On the leasehold front, he values a short walk to work and prefers not to get a big mortgage to buy freehold.
“Like all leasehold owners now, we regret that decision but that is life,” Rehm says.
“Like anyone else, we did not have an accurate idea as to how much the ground rent was going to cost us. It was ground rent free for the first five years we owned our terraced home. We and all other lessees in Quay Park realised we were in for a rough time when the initial ground rent amounts were determined by Robert Fisher back in 2012.”
Under his chairmanship, Parnell Terraces’ owners have proposed a novel approach to Whai Rawa, where each owner pays the ground owner their leasehold directly, instead of the body corporate collecting it and passing it across.
Some owners are in dire financial situations, yet the litigation continues.
The owners’ next rent review will be in August 2025. Will the property market have recovered and values be rising again, driving the $1.3m annual leasehold bill up?
Depreciation - any hopes with the new Government?
Where to with the commercial building depreciation, with an incoming Government?

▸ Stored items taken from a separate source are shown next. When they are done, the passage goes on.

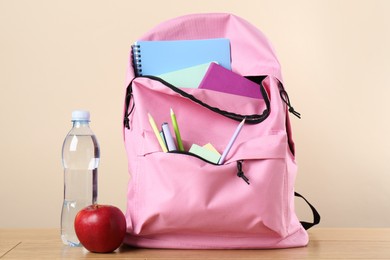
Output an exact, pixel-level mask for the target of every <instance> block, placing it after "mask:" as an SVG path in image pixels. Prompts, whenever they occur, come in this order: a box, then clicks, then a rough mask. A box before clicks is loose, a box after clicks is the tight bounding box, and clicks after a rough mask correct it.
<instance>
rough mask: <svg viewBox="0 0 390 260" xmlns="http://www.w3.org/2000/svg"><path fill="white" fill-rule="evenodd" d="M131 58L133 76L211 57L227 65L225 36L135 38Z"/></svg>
mask: <svg viewBox="0 0 390 260" xmlns="http://www.w3.org/2000/svg"><path fill="white" fill-rule="evenodd" d="M132 59H133V64H134V69H135V74H136V75H137V76H142V75H154V76H156V75H160V74H163V73H167V72H172V71H175V70H180V69H183V68H188V67H191V66H195V65H199V64H203V63H207V62H212V61H216V62H218V64H220V65H221V66H223V67H225V68H227V69H231V65H230V60H231V56H230V42H229V40H228V39H225V38H216V39H202V40H177V41H137V42H136V43H135V44H134V45H132Z"/></svg>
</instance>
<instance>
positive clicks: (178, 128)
mask: <svg viewBox="0 0 390 260" xmlns="http://www.w3.org/2000/svg"><path fill="white" fill-rule="evenodd" d="M171 119H172V125H173V129H174V130H175V135H176V141H177V146H179V150H180V151H184V146H183V142H182V141H181V136H180V130H179V125H178V124H177V121H176V116H175V113H173V110H172V108H171Z"/></svg>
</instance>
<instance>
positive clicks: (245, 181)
mask: <svg viewBox="0 0 390 260" xmlns="http://www.w3.org/2000/svg"><path fill="white" fill-rule="evenodd" d="M242 162H243V161H237V176H238V177H239V178H242V179H243V180H244V181H245V182H246V183H247V184H248V185H249V184H250V183H249V179H248V177H246V176H245V174H244V172H243V171H242Z"/></svg>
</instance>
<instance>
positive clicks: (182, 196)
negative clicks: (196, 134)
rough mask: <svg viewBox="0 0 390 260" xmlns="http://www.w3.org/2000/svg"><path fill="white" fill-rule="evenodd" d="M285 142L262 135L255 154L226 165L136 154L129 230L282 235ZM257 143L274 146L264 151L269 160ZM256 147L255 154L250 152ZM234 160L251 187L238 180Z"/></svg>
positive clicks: (277, 136) (285, 181)
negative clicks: (131, 213)
mask: <svg viewBox="0 0 390 260" xmlns="http://www.w3.org/2000/svg"><path fill="white" fill-rule="evenodd" d="M285 140H286V138H285V137H283V136H281V135H275V136H268V137H264V138H262V140H257V141H258V143H257V144H253V143H252V144H251V145H250V146H251V147H252V149H253V150H250V151H247V152H246V153H243V154H241V155H239V157H240V158H239V160H235V159H232V160H230V161H229V162H228V163H226V164H225V165H213V164H210V163H207V162H204V161H202V160H199V158H196V157H192V156H188V155H184V154H174V153H164V152H160V151H156V152H151V153H146V154H144V155H142V156H141V155H140V156H139V157H138V165H139V166H138V167H137V169H138V170H137V172H135V173H134V174H133V180H132V182H133V184H132V187H133V188H134V189H135V190H134V192H135V193H134V194H133V196H134V197H133V200H132V207H131V209H130V211H131V210H132V211H134V212H133V217H134V218H135V219H134V220H135V221H134V222H135V223H136V225H135V226H134V227H133V229H134V231H133V232H134V233H135V234H136V235H139V236H149V235H153V234H189V235H190V234H191V235H196V234H213V235H216V236H222V237H223V236H234V237H240V236H244V235H245V236H247V235H248V234H252V235H257V236H259V235H260V236H261V235H266V236H275V237H284V236H285V235H286V232H287V231H286V221H287V218H288V216H287V207H288V205H286V201H287V200H286V197H285V196H286V165H285V160H284V156H283V152H282V151H283V149H285V145H286V142H285ZM261 141H263V142H265V143H268V144H274V145H273V147H270V146H269V147H268V149H270V148H271V150H273V151H271V153H269V154H271V156H264V153H262V152H261V147H263V146H262V144H261ZM242 145H243V146H248V144H242ZM256 147H257V148H259V149H258V151H260V153H257V155H256V154H254V153H253V152H254V151H255V150H256ZM263 150H264V148H263ZM244 157H245V158H244ZM238 162H240V163H242V171H243V172H244V173H245V176H247V177H248V179H249V181H250V185H247V184H246V183H245V182H243V181H242V180H241V179H240V178H239V177H238V176H237V173H238V168H237V165H238ZM173 212H174V214H173Z"/></svg>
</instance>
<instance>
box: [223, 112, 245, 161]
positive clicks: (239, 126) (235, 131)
mask: <svg viewBox="0 0 390 260" xmlns="http://www.w3.org/2000/svg"><path fill="white" fill-rule="evenodd" d="M244 123H245V118H244V119H243V120H242V121H241V123H240V124H239V125H238V126H237V128H236V131H235V132H234V134H233V136H232V138H231V139H230V141H229V144H228V145H227V146H226V148H225V150H224V151H223V153H222V156H221V158H220V159H219V161H218V164H223V163H224V162H225V158H226V155H227V154H228V153H229V151H230V149H231V148H232V146H233V143H234V141H236V139H237V136H238V134H239V133H240V131H241V129H242V126H243V125H244Z"/></svg>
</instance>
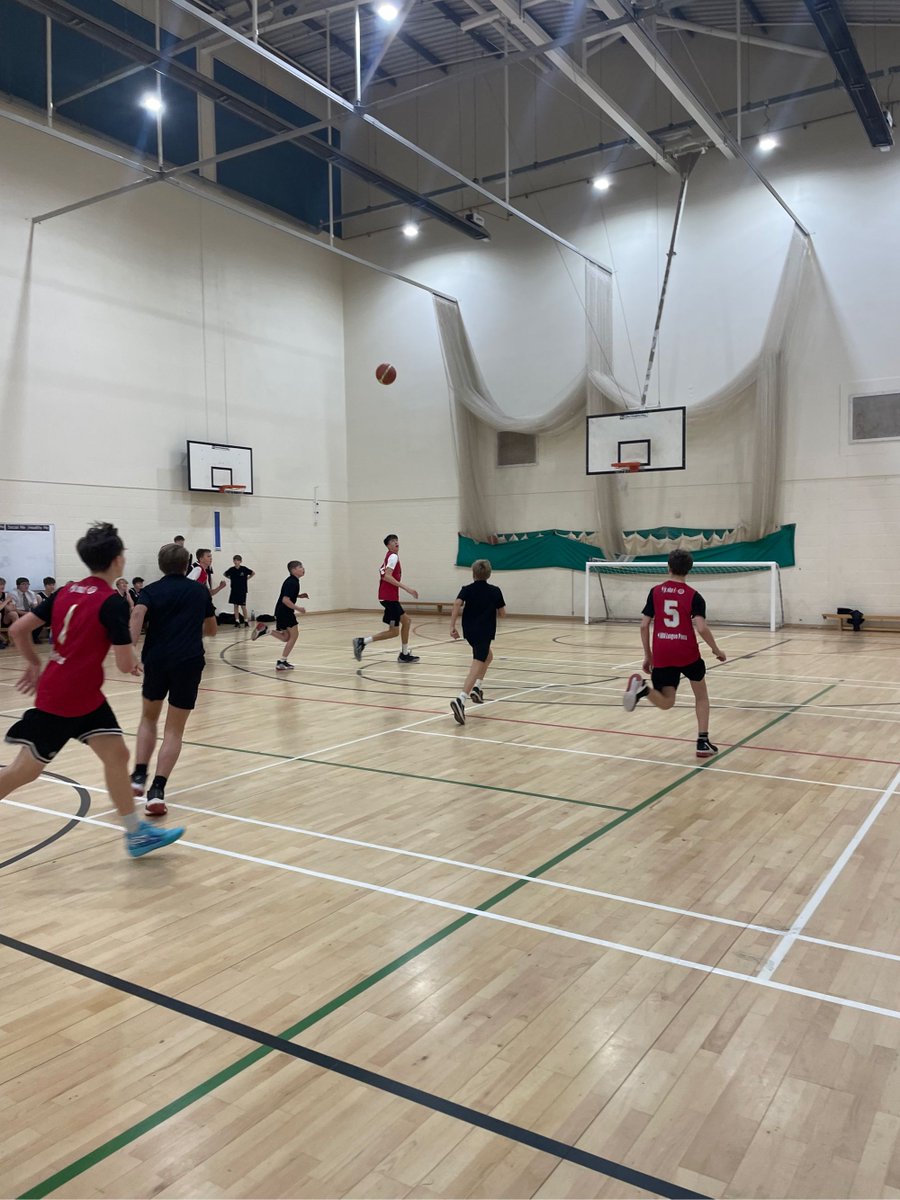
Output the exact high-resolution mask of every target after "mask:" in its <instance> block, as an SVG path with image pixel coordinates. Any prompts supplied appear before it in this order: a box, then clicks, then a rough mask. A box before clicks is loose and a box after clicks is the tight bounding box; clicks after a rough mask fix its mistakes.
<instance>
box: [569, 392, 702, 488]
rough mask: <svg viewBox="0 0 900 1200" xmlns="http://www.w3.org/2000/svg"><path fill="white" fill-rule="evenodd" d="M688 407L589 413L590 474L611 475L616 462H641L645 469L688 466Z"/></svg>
mask: <svg viewBox="0 0 900 1200" xmlns="http://www.w3.org/2000/svg"><path fill="white" fill-rule="evenodd" d="M684 427H685V409H684V407H680V408H636V409H630V410H629V412H626V413H606V414H604V415H602V416H589V418H588V428H587V474H588V475H610V474H612V473H613V472H614V469H616V468H614V467H613V466H612V463H614V462H640V463H641V469H642V470H684V463H685V458H684Z"/></svg>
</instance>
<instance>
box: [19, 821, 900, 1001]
mask: <svg viewBox="0 0 900 1200" xmlns="http://www.w3.org/2000/svg"><path fill="white" fill-rule="evenodd" d="M0 803H4V804H12V805H14V806H16V808H19V809H30V810H31V811H34V812H44V814H47V815H49V816H53V817H56V818H59V812H54V811H53V810H52V809H41V808H37V806H36V805H32V804H23V803H22V802H19V800H10V799H6V800H2V802H0ZM70 820H73V821H83V822H84V823H85V824H92V826H95V827H98V828H101V829H110V830H112V829H114V827H113V826H110V824H108V823H107V822H104V821H98V820H97V818H96V817H78V816H72V817H71V818H70ZM115 832H116V833H118V832H119V830H115ZM178 845H180V846H184V847H186V848H188V850H199V851H202V852H204V853H208V854H218V856H221V857H223V858H233V859H236V860H238V862H242V863H253V864H254V865H257V866H269V868H274V869H275V870H278V871H289V872H290V874H293V875H302V876H306V877H308V878H316V880H324V881H325V882H326V883H338V884H343V886H346V887H352V888H358V889H361V890H364V892H376V893H378V894H380V895H389V896H395V898H397V899H398V900H410V901H413V902H414V904H426V905H431V906H432V907H434V908H444V910H448V911H450V912H456V913H462V914H463V916H468V917H475V918H479V919H481V920H496V922H499V923H500V924H504V925H515V926H517V928H520V929H528V930H532V931H533V932H536V934H546V935H548V936H551V937H563V938H566V940H568V941H572V942H583V943H587V944H588V946H599V947H601V948H602V949H606V950H618V952H619V953H622V954H631V955H634V956H635V958H638V959H649V960H650V961H653V962H665V964H666V965H668V966H677V967H684V968H686V970H688V971H700V972H702V973H703V974H706V976H718V977H720V978H724V979H734V980H737V982H738V983H749V984H754V985H756V986H757V988H768V989H770V990H773V991H782V992H788V994H791V995H793V996H803V997H804V998H808V1000H821V1001H824V1002H826V1003H829V1004H836V1006H839V1007H841V1008H852V1009H857V1010H859V1012H863V1013H874V1014H876V1015H878V1016H890V1018H893V1019H894V1020H900V1009H895V1008H883V1007H882V1006H880V1004H868V1003H865V1002H864V1001H859V1000H848V998H846V997H845V996H835V995H832V994H830V992H824V991H812V990H810V989H809V988H797V986H794V985H793V984H786V983H779V982H778V980H775V979H760V978H757V977H756V976H750V974H744V973H743V972H739V971H727V970H726V968H725V967H714V966H709V965H708V964H707V962H697V961H695V960H694V959H682V958H677V956H676V955H672V954H661V953H659V952H658V950H643V949H641V948H640V947H636V946H626V944H624V943H623V942H611V941H608V940H607V938H604V937H592V936H590V935H589V934H576V932H575V931H574V930H569V929H559V928H557V926H554V925H541V924H538V923H536V922H532V920H523V919H521V918H520V917H506V916H504V914H503V913H499V912H492V911H490V910H485V908H472V907H469V906H468V905H461V904H454V902H452V901H450V900H438V899H436V898H433V896H422V895H418V894H416V893H414V892H401V890H400V889H397V888H386V887H382V886H380V884H378V883H365V882H362V881H361V880H350V878H348V877H347V876H343V875H330V874H328V872H325V871H313V870H311V869H310V868H307V866H294V865H293V864H289V863H278V862H275V860H274V859H271V858H259V857H257V856H256V854H241V853H239V852H238V851H234V850H222V848H221V847H218V846H205V845H204V844H203V842H198V841H187V840H185V839H184V838H182V839H181V841H180V842H179V844H178Z"/></svg>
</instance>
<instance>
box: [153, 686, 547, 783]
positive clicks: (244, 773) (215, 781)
mask: <svg viewBox="0 0 900 1200" xmlns="http://www.w3.org/2000/svg"><path fill="white" fill-rule="evenodd" d="M547 686H550V685H548V684H541V685H540V686H539V688H524V689H523V690H522V691H514V692H510V694H509V695H508V696H498V697H497V698H496V700H488V701H485V704H484V706H482V707H484V708H487V706H488V704H499V703H500V702H502V701H504V700H511V698H512V697H514V696H524V695H527V694H528V692H529V691H542V690H544V688H547ZM448 716H449V713H437V714H436V715H434V716H426V718H424V720H421V721H413V724H412V725H395V726H392V727H391V728H390V730H379V731H378V732H377V733H366V734H365V737H361V738H352V739H350V740H349V742H338V743H337V744H336V745H331V746H324V748H323V749H320V750H308V751H306V752H304V754H300V755H294V757H293V758H280V760H278V761H277V762H265V763H263V764H262V766H260V767H251V768H248V769H247V770H239V772H236V773H235V774H234V775H224V776H223V778H222V779H210V780H206V781H205V782H203V784H193V785H192V786H191V787H179V788H176V790H175V791H174V792H169V796H185V794H186V793H187V792H197V791H199V790H200V788H204V787H217V786H218V785H220V784H229V782H230V781H232V780H233V779H244V778H245V776H246V775H258V774H259V772H262V770H272V769H274V768H275V767H284V766H287V764H288V763H292V762H302V760H304V758H317V757H318V756H319V755H323V754H331V752H332V751H334V750H343V749H344V748H346V746H354V745H359V743H360V742H371V740H372V739H373V738H383V737H385V736H386V734H388V733H403V732H406V731H407V730H413V728H416V727H418V726H419V725H428V724H430V722H431V721H444V720H448Z"/></svg>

Property Council chief executive Leonie Freemansaid pre-election that depreciation was critical for the future health of New Zealand’s built environment.
Rachel Piper, a KPMG New Zealand tax partner, doesn’t anticipate a big overhaul with an alliance coalition.
“Our expectation is that tax depreciation will no longer be available on commercial building structures given the National Party announcement on August 30, as part of their tax package announcements, that they will end commercial building depreciation.”
The announcements said that it was expected to save $525m on average per year, she told Property Insider.
Anne Gibson has been the Herald’s property editor for 23 years, has won many awards, written books and covered property extensively here and overseas.